None of the Irish victims ever made it back to their homeland to describe their ordeal. These are the lost slaves; the ones that time and biased history books conveniently forgot."[1]
          "The Irish were further exploited when the British began to “breed” Irish women - or girls, sometimes as young as 12 - with African males.
These new “mulatto” slaves brought a higher price than Irish livestock and, likewise, enabled the settlers to save money rather than purchase new African slaves. This practice of breeding Irish females with African men went on for several decades and was so widespread that, in 1681, legislation was passed “forbidding the practice of mating Irish slave women to African slave men for the purpose of producing slaves for sale.” In short, it was stopped only because it interfered with the profits of a large slave transport company."[2]
          It might be pointed out that all, I repeat all, peoples were involved in slavery at one point or another. Moslems, Christians, Jews, Arabs, Africans and many others were involved in this abomination. The biggest problem is that it exists today.
          The modern name for slavery is human trafficking. “Human trafficking is a crime. We have found a direct nexus between prostitution and human trafficking, and we combat this crime by conducting undercover prostitution investigations. Whether it is on the street or online, prostitution, and the crimes it attempts to disguise, is illegal and we will continue to investigate and arrest those involved.” – Sheriff Grady Judd, Polk County Florida

          "Yemen to end public trading of slaves as recently as 1962 and Mauritania in 1980, though many Muslim countries still are clandestinely involved. Slavery, forced marriages, sexual slaves and child sex trafficking continues in countries with large Muslim populations, such as: Sudan, Niger, Nigeria, Benin, Togo, United Arab Emirates, Pakistan, Albania, Bosnia, Turkey and Indonesia.
Organizations tracking modern slavery are: Anti-Slavery International,
Human Rights Watch, American Anti-Slavery Group, National Underground
Railroad Freedom Center, Free the Slaves, Christian Freedom International, International Labor Rights and Education Fund, Human Rights Commission of Pakistan, and Anti-Slavery Society. (freetheslaves.net, anti-slaverysociety.addr.com, freedomcenter.org,antislavery.org, iabolish.org)"[3]

What does the Bible say about slavery?
          The Old Testament seems to accept slavery as common practice, as it was throughout the rest of the world at the time.
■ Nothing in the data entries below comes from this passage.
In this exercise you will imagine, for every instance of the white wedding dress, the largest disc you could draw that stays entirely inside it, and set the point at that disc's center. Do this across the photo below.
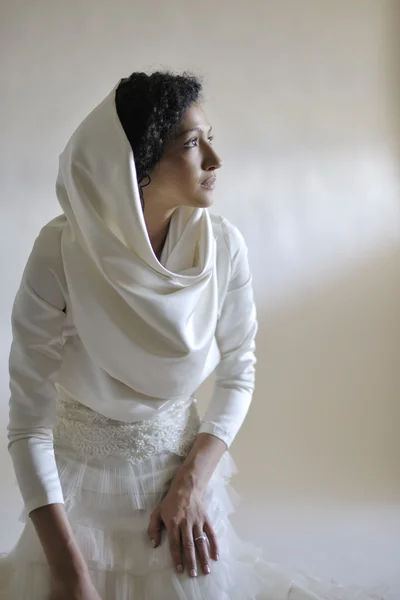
(113, 474)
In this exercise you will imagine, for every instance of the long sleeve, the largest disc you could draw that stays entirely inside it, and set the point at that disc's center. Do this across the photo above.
(35, 358)
(236, 332)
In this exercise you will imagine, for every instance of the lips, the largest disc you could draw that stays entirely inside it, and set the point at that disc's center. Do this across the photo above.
(209, 183)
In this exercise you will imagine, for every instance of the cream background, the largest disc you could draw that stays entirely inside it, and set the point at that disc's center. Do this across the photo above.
(303, 96)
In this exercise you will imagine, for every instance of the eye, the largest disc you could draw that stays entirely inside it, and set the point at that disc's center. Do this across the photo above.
(191, 143)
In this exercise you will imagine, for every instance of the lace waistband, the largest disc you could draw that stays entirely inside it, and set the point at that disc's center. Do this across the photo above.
(89, 435)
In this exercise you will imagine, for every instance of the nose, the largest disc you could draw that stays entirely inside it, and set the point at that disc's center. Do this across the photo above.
(212, 160)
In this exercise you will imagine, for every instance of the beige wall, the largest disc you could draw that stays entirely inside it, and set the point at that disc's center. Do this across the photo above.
(304, 97)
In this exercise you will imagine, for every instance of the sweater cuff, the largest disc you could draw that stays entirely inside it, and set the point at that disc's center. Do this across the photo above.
(217, 431)
(55, 497)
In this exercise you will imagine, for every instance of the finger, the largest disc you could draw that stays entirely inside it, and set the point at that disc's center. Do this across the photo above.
(212, 540)
(200, 542)
(189, 548)
(175, 546)
(155, 527)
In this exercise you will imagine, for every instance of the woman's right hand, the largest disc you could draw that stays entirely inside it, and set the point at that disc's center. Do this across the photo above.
(79, 590)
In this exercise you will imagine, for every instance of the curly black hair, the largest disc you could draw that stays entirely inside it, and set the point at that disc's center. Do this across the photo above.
(150, 107)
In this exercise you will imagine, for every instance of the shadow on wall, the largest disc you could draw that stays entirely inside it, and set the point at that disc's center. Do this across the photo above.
(324, 422)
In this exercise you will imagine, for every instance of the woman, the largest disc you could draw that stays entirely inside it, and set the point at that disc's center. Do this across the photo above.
(128, 302)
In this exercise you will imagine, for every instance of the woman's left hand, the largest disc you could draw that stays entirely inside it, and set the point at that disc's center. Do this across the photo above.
(183, 513)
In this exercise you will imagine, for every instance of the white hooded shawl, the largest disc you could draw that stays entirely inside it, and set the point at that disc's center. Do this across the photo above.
(135, 315)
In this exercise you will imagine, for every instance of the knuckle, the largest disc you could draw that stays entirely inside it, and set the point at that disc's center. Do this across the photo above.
(174, 546)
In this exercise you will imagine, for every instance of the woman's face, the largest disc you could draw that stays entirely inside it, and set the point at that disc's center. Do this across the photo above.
(186, 173)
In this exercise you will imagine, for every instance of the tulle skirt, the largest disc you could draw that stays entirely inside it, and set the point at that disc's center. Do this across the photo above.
(113, 475)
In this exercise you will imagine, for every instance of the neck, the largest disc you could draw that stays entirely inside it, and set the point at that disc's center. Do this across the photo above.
(157, 224)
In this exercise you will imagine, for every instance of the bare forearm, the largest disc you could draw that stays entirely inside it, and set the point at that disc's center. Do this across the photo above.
(201, 462)
(56, 536)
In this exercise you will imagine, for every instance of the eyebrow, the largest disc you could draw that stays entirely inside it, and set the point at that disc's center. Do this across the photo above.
(191, 130)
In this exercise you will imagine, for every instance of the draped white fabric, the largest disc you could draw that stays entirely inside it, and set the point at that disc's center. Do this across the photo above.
(125, 302)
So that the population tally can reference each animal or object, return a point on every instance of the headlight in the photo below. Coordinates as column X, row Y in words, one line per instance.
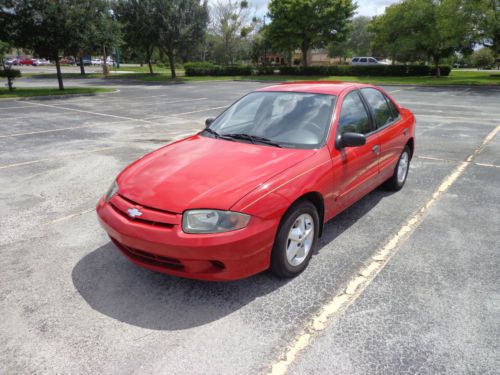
column 213, row 221
column 113, row 189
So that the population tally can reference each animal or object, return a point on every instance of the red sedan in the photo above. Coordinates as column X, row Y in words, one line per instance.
column 253, row 190
column 26, row 62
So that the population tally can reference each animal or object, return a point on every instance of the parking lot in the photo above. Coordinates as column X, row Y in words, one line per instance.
column 71, row 303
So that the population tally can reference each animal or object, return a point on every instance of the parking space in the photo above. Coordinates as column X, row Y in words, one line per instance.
column 71, row 303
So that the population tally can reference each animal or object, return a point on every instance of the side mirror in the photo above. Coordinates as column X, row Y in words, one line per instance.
column 208, row 121
column 350, row 140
In Genesis 39, Joseph was sold as a slave in Egypt. In the New Testament, slavery takes on a different connotation for Christians. Christians are said to be slaves of Christ and should be in obedience to Him. Christian slaves are instructed to serve their owner as unto Christ, especially if they have a Christian owner.[4] We must keep in mind that the Romans, who controlled the Holy Land, had slavery, and allowed it in their realm of influence. It was not that God condoned slavery, but that slavery is simply an example of mans inhumanity to man, and the fallen state of mankind.

          During the American civil war, hundreds of thousands (mostly white) died for the freedom of the slaves. The issue of slavery was an afterthought of President Lincoln, that he used to keep the north interested in continuing the War Between The States. After the war, the 13th Amendment abolished slavery. It was adopted with 100% Republican support and 23% Democrat support. The 14th Amendment, which gave citizenship to freed slaves was adopted with 94% Republican support and 0% Democrat support. The 15th Amendment, which gave the right to vote to all, was adopted with 100% Republican support and 0% Democrat support. As we can see, the matter of slavery was not completely settled in some folks minds.




[1] White Cargo, The Forgotten History of Britain's White Slaves In America, by Don Jordan and Michael Walsh, New York University Press
[3] page 251, What Every American Needs to Know About the Qur’an-A History of Islam & the United States, By William J. Federer
[4]  "slaves, obey your earthly masters with fear and trembling" (Ephesians 6:5), or "tell slaves to be submissive to their masters and to give satisfaction in every respect" (Titus 2:9).